La obra en prosa de Luis Alberto Crespo es una declaración de amor a Venezuela y una exigencia de señorío para referir la vida y denunciar el vejamen, para reconciliar lo posible con la grandeza, para preservar lo valioso y denunciar la injuria, el desafecto y el desdén. Es un proyecto de país que parte del orgullo, no del complejo; de la admiración, no del desprecio; del cariño, no de la indiferencia; de la autenticidad, no de la feria de las vanidades; de la geografía propia, no de la externa; de la historia nuestra, no de la ajena. Escuchemos sus palabras a modo de oración: “Sí, sí puedo, entonces, sí puedo ser de Venezuela: yo la he visto en mí, la he transitado por mi destino, llano lejos, sierra arriba, mar perenne, de hormiga roja y musgo negro, con la selva del Dante y del Casiquiare, Carora sola, así en el cerro como en la melancolía, en la punta de Macuro y en nuestra plenitud; y tanto sendero y sus eternidades, desde mi pecho hasta Guanipa, desde mis ojos hasta los ceibos, desde mis huellas de abismo hasta Chimantá, desde mi boca en el Delta hasta su eterno comienzo en la gota de Taperapecó o a uña de pasitrote, a pie de arena y paso de monte, con la flor que cruza el río en la barca del japonés Basho y del pemón Kaikutsé, donde se moja el río con la estrella y se abre el pétalo con el incendio. Y está el hombre, cada hombre y cada mujer, los del barro y la sequía, los del viento y la espiga, los del colibrí cola de hilo y la garciola real, leyéndonos y escribiéndonos, creándose en nosotros con el conocimiento y en el suspiro. Con esto recibo esta gracia que me concede la República de 1811 y la de hoy, la misma de Neruda, que me ha hecho ser hermano del que no conozco. Amén” (48).

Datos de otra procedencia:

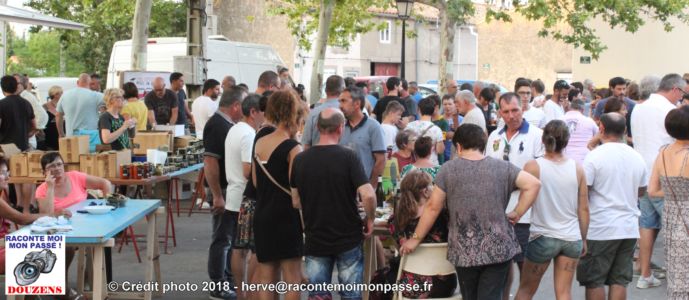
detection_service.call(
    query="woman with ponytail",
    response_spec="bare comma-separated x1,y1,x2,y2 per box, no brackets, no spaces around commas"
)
516,120,589,299
370,170,457,299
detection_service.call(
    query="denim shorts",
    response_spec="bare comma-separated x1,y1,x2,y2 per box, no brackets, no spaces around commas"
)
577,239,636,289
304,244,364,299
639,193,665,229
526,236,584,264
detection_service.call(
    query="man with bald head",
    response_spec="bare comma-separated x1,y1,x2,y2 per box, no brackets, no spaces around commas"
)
55,73,105,137
290,107,376,299
144,77,179,127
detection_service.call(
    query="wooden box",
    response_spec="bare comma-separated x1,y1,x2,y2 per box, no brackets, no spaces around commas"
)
79,154,99,176
96,149,132,178
59,135,89,163
133,131,174,155
10,153,29,177
26,150,45,178
65,164,79,172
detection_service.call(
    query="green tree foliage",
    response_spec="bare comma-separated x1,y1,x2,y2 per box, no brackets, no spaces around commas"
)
7,31,84,77
269,0,395,50
25,0,186,76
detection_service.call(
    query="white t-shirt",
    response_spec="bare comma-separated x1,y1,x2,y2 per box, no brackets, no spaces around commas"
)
191,96,218,140
380,124,399,152
543,100,565,124
225,122,256,212
530,157,581,242
631,94,676,183
486,122,543,224
406,120,443,166
462,106,488,132
584,143,649,241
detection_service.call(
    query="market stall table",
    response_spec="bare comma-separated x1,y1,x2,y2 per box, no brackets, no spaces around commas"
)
8,199,165,300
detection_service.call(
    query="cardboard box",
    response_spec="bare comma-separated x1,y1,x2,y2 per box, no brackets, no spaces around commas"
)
153,125,184,137
175,135,197,149
65,164,79,172
134,131,174,155
0,144,22,160
10,153,29,177
26,150,45,178
79,154,99,176
96,149,132,178
59,135,89,163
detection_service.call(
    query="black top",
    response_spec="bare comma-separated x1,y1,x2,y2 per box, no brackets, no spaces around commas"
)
203,112,234,190
177,90,187,125
253,139,304,263
290,145,368,256
98,111,131,151
0,95,35,151
144,90,179,125
41,109,64,150
244,126,275,200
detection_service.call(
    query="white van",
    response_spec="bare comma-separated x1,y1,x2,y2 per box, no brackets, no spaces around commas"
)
107,36,284,91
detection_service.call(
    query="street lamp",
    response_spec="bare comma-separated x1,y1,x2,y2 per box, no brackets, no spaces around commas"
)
396,0,414,79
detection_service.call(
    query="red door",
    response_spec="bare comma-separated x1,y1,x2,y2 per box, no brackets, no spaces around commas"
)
373,63,399,76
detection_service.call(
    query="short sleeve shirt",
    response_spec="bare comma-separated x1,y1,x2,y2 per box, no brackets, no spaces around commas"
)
290,145,368,256
203,111,233,189
435,157,521,267
225,122,256,212
36,171,88,211
144,90,179,125
340,116,387,178
98,111,131,151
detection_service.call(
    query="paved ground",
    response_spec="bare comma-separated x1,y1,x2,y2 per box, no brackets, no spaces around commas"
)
10,197,666,300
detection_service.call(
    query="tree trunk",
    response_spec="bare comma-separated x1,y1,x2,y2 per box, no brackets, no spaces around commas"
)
309,0,335,103
131,0,153,71
438,1,457,94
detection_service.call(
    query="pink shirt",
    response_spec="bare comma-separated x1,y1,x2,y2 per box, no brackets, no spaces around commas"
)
562,110,598,165
36,171,88,211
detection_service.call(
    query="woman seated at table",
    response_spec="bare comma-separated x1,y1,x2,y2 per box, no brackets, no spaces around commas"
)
0,156,70,274
36,152,112,299
371,170,457,299
400,136,440,181
98,88,136,150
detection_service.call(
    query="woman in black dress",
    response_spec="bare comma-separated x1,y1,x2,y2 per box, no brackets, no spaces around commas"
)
39,85,64,151
251,91,304,299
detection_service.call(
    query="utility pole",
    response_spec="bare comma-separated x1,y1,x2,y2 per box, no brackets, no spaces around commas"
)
131,0,153,71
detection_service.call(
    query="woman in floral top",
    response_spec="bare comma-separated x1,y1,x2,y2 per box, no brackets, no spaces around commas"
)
371,170,457,299
400,136,440,181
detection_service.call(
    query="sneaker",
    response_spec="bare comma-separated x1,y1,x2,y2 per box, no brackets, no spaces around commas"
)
208,291,237,300
636,274,662,289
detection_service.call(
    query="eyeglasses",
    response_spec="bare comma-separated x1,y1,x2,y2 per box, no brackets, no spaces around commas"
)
45,162,65,170
502,144,512,161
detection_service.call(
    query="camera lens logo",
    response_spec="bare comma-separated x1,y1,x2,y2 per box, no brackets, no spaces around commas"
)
14,249,57,286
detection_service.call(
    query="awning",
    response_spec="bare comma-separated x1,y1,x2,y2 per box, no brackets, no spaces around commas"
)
0,4,86,30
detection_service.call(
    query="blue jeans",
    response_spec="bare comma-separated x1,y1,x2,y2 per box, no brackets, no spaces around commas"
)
639,193,665,229
305,244,364,299
208,210,241,292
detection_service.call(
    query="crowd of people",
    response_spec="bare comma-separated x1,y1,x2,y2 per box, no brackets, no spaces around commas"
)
0,68,689,299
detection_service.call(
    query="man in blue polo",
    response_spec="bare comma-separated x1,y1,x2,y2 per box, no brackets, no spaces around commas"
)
486,93,543,295
301,75,344,149
340,86,387,189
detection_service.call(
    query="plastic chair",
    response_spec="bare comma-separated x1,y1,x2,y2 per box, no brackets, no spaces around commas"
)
395,243,462,300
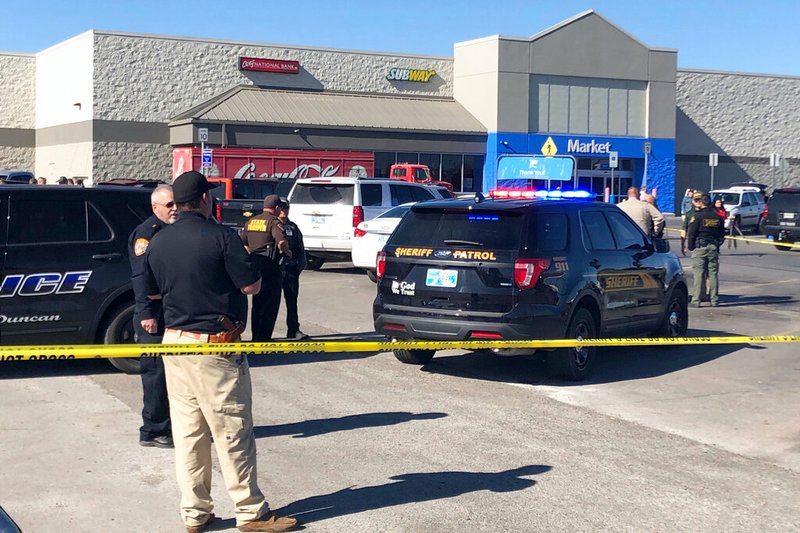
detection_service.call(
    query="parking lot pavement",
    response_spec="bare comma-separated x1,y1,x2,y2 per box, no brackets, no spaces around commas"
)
0,247,800,532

También es importante señalar que esta fe venezolanista se complementa con la recuperación, no ya del paraíso perdido que vimos en relación a su infancia en Carora y a su configuración espiritual, sino del país ausente. Uno y otro son movimientos de una mirada que busca impedir que la desmemoria se lo lleve todo: el arte contra la desesperación de la pérdida, la literatura contra la indiferencia, el egoísmo y el olvido; es decir, hablamos de una mirada crítica de los modos y maneras de su tiempo, de una escritura que va más allá de la superficialidad ambiental, de la hipocresía para esconder los orígenes, crítica del dinero como valor supremo y de la demagogia verbal y de la indiferencia con los otros. En tiempos de la Venezuela saudita surge esta escritura atenta, no al futuro del imaginario colectivo en cuanto a la riqueza material que supuestamente vendrá, sino fiel y exigente al llamado de sí misma, a la interioridad, al alma, a la conciencia, a la memoria, a la tierra, a sus fibras y a su gente.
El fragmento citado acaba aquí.